Sorry Server: What it is and why you should use it
A quick look at what Sorry Server is and some key lessons from using it in production that might change how you see it and hopefully convince you to implement it in your environment.
What is Sorry Server?
"Sorry Server" is a term often used informally in web development. It typically refers to a server that serves a fallback page in order to handle errors gracefully and inform users when something goes wrong with the service. In most cases the content served is static in order to be as lightweight on the resources and fast to serve as possible.
Common use cases
Rate limiting
In this case you would show your clients a sorry page when you are experiencing higher load or notice a larger queue in your service and would like to rate limit the intake of the requests.
Maintenance Pages
One of standard use cases is also using sorry server to inform clients that currently a maintenance is happening.
Graceful Degradation:
When your service is experiencing increased load and cannot keep up with the intake of the traffic, you would use sorry server to only be shown on certain parts of your system. Meaning, it would limit the functionality, but wouldn’t out right cut everyone out.
Error handling
When your servers detect an error, let there be code issue or another resource issue, they could instead of showing an error, rather forward the user to the sorry server.
Lessons from production
There are takeaways from production where sorry server saved us:
SPOF service inplace upgrades
Sometimes, you have to patch or upgrade a SPOF service, that doesn’t have additional server that you can fallback to, during upgrade. Running commands like apt upgrade or do-release-upgrade can lead to very unexpected behaviour of the server. For example, a PHP webserver for example could unload module for PHP in Apache during the upgrade and restart the httpd server. This leads to exposing raw PHP files of all of the clients hosting websites on that server for a period of time. This is something that happened lately with ubuntu server. Perfect example, where you should put sorry server up and make sure that for that period of time, nothing connects to the server being upgraded.
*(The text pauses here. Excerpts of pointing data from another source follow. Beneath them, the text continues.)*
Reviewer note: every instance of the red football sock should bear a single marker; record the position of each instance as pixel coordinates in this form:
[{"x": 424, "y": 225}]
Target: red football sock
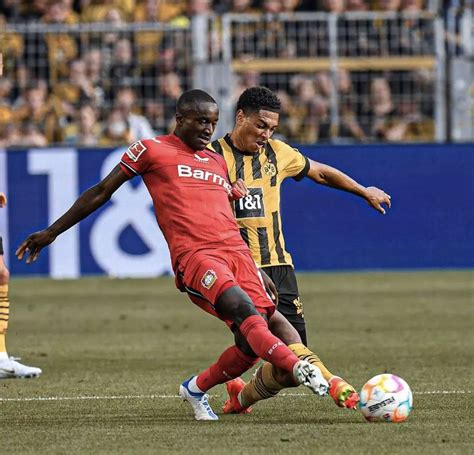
[
  {"x": 231, "y": 364},
  {"x": 266, "y": 345}
]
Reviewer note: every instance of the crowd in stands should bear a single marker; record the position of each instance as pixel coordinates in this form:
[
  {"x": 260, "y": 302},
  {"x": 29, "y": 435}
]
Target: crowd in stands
[{"x": 113, "y": 86}]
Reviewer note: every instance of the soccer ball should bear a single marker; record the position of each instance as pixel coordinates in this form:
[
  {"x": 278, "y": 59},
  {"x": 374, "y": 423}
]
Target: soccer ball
[{"x": 386, "y": 398}]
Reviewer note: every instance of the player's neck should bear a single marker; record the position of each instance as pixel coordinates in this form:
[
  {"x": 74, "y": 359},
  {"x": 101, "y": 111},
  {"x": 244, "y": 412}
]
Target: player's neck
[{"x": 237, "y": 143}]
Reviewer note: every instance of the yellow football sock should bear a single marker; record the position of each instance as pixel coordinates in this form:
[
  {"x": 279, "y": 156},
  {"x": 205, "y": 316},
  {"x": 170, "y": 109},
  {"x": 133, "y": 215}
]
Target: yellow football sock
[
  {"x": 4, "y": 315},
  {"x": 264, "y": 384},
  {"x": 303, "y": 353}
]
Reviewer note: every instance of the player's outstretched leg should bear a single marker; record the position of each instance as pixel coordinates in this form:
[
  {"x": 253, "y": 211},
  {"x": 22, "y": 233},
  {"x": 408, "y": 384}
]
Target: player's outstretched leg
[
  {"x": 9, "y": 366},
  {"x": 268, "y": 381},
  {"x": 231, "y": 364},
  {"x": 343, "y": 394},
  {"x": 199, "y": 400}
]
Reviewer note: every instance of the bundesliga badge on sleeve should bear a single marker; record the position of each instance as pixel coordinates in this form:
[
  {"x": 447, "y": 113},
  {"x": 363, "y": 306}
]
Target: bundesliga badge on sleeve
[{"x": 209, "y": 279}]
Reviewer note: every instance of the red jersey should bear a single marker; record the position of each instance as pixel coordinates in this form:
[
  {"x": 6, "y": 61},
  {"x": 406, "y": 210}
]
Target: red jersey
[{"x": 190, "y": 193}]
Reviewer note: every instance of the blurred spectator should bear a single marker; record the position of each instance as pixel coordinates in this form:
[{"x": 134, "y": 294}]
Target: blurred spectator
[
  {"x": 334, "y": 6},
  {"x": 152, "y": 51},
  {"x": 96, "y": 10},
  {"x": 94, "y": 59},
  {"x": 58, "y": 47},
  {"x": 31, "y": 135},
  {"x": 244, "y": 81},
  {"x": 77, "y": 90},
  {"x": 116, "y": 131},
  {"x": 387, "y": 5},
  {"x": 6, "y": 112},
  {"x": 242, "y": 7},
  {"x": 122, "y": 70},
  {"x": 35, "y": 10},
  {"x": 412, "y": 6},
  {"x": 356, "y": 5},
  {"x": 12, "y": 47},
  {"x": 85, "y": 130},
  {"x": 155, "y": 113},
  {"x": 290, "y": 6},
  {"x": 385, "y": 121},
  {"x": 139, "y": 126},
  {"x": 9, "y": 135},
  {"x": 37, "y": 109},
  {"x": 271, "y": 6},
  {"x": 11, "y": 10}
]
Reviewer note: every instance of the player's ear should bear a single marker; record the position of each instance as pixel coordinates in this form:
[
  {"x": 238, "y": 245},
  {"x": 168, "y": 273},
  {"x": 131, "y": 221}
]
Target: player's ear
[{"x": 240, "y": 117}]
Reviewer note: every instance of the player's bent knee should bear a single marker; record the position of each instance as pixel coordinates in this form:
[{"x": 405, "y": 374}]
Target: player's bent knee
[
  {"x": 284, "y": 378},
  {"x": 235, "y": 304},
  {"x": 280, "y": 327},
  {"x": 4, "y": 275},
  {"x": 243, "y": 345}
]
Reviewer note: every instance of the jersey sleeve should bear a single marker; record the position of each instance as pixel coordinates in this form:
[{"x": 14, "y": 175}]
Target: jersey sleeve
[
  {"x": 136, "y": 159},
  {"x": 296, "y": 165}
]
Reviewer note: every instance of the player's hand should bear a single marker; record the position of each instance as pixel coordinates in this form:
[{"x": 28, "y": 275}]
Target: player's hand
[
  {"x": 3, "y": 200},
  {"x": 376, "y": 198},
  {"x": 239, "y": 190},
  {"x": 33, "y": 245},
  {"x": 269, "y": 286}
]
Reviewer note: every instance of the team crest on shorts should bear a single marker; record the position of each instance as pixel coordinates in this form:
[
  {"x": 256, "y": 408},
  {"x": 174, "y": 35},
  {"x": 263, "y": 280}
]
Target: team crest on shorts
[
  {"x": 209, "y": 279},
  {"x": 269, "y": 169}
]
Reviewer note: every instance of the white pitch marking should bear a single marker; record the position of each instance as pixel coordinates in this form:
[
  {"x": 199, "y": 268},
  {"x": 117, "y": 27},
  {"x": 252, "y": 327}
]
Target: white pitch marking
[{"x": 162, "y": 397}]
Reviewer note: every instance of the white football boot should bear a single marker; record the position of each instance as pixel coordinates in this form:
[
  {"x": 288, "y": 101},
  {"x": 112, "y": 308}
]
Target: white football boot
[
  {"x": 310, "y": 376},
  {"x": 11, "y": 368},
  {"x": 199, "y": 402}
]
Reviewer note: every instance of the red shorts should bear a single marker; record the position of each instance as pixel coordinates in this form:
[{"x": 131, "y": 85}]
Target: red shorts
[{"x": 208, "y": 273}]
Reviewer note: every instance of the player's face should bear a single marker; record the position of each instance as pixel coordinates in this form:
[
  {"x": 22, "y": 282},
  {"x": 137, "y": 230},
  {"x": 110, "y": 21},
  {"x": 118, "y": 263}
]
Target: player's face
[
  {"x": 196, "y": 127},
  {"x": 255, "y": 129}
]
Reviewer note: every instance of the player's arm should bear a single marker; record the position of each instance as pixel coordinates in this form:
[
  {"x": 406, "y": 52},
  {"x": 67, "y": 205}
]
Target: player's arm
[
  {"x": 330, "y": 176},
  {"x": 3, "y": 200},
  {"x": 86, "y": 203}
]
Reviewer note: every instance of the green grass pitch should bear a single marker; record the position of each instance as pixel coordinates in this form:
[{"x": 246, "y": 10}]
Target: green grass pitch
[{"x": 113, "y": 353}]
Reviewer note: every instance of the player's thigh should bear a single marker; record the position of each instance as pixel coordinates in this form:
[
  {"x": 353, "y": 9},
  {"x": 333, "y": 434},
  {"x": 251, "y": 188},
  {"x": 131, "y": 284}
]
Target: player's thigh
[
  {"x": 289, "y": 302},
  {"x": 208, "y": 274},
  {"x": 248, "y": 277}
]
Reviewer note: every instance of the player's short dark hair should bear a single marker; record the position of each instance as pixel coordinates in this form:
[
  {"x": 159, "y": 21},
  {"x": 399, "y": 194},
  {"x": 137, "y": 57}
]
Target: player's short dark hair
[
  {"x": 190, "y": 100},
  {"x": 255, "y": 99}
]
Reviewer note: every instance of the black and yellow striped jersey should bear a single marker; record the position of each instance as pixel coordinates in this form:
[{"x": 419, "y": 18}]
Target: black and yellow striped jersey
[{"x": 258, "y": 214}]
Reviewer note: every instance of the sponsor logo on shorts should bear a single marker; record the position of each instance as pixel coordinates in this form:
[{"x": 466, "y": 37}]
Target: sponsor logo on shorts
[
  {"x": 209, "y": 279},
  {"x": 269, "y": 169},
  {"x": 135, "y": 150}
]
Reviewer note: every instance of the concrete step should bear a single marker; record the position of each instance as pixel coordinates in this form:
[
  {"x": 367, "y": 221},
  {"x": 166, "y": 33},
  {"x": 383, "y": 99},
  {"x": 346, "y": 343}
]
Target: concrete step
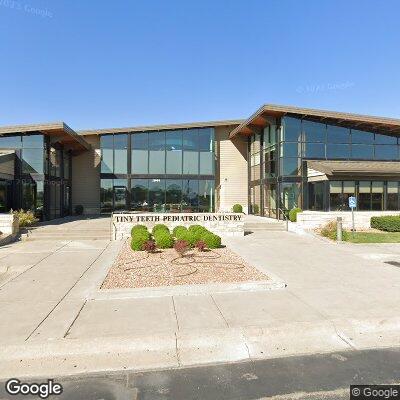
[{"x": 279, "y": 226}]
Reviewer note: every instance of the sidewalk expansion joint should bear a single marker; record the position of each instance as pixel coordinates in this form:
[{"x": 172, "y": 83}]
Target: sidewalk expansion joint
[
  {"x": 178, "y": 358},
  {"x": 219, "y": 310},
  {"x": 73, "y": 322},
  {"x": 66, "y": 294},
  {"x": 33, "y": 266},
  {"x": 176, "y": 314}
]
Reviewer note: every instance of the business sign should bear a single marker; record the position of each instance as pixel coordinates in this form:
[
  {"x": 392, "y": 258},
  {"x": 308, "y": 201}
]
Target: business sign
[
  {"x": 352, "y": 202},
  {"x": 229, "y": 224}
]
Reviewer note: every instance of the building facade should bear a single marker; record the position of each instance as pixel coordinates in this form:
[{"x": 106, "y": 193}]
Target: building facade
[{"x": 278, "y": 159}]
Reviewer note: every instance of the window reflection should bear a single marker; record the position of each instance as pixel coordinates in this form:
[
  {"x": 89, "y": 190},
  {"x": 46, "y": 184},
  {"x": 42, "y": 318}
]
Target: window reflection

Inplace updating your code
Let’s say you are hosting your code on some webhosting server provider. Developer would usually just upload files via FTP or rsync. Unfortunately, that is not immutable deploy. Meaning, for the time in between when you start syncing your new files over the old ones and time they finish transferring, there can come to unprecedented errors, even wrong execution of code, because clients are all the time executing whatever is synced at the time. This is something we saw a lot, when I was working in advertising company and decided to go with immutable squashfs images of code, that would just be remounted (there was no Docker at the time). This kind of deployment of new code is also a case for a sorry server, to put it in front of your server while you are updating files and avoid the problems.
Handling of all types of responses
As most of crypto exchanges, we serve some html websites and on certain endpoints we also offer API access that is returned as JSON data. This means, putting a standard sorry server that just returns html output, does not cut it. We have to think about our clients. What happens with the code that connects to API service and tries to JSON load the input, but instead of JSON, gets html? That leads to awful errors. This is why we modify endpoints that we serve on our sorry serve, swapping from html output to JSON on appropriate paths and returning valid JSON with error message that explains that we are in maintenance mode.
CDN implementation
For actual exchange infrastructure, we have our own sorry servers of course, but for certain third party software that we are running, having CDN serve a maintenance page is just fine. That is also an option for all of you, that don’t actually have several servers and loadbalancers, to utilize.
Serve static content
A very tricky thing happened to us back in the day, when we were trying to be very smart about our maintenance sorry server page and actually served dynamic content on it. We tried to do it lightweight, but it was also connecting to database. The real problem happened, that we didn’t think about all edge cases. One of those would be, providing favicon.ico file on it, because certain browsers like FireFox require it. That led to awful spam to the database, trying to get that file and ended up executing dynamic content. This doubled the requests that we would have to handle, one for favicon and one for website and of course that led to certain degradation of the database performance. So, keep these maintenance pages static without any logic on it.
Footnote
Incorporating a "Sorry Server" isn't just a safety net, it's a strategy to enhance resilience and user satisfaction in production environments. In case you are not using it, hopefully above examples from production convinced you to at least have a look at it and maybe it’s really easy to add it into your procedure when doing maintenance.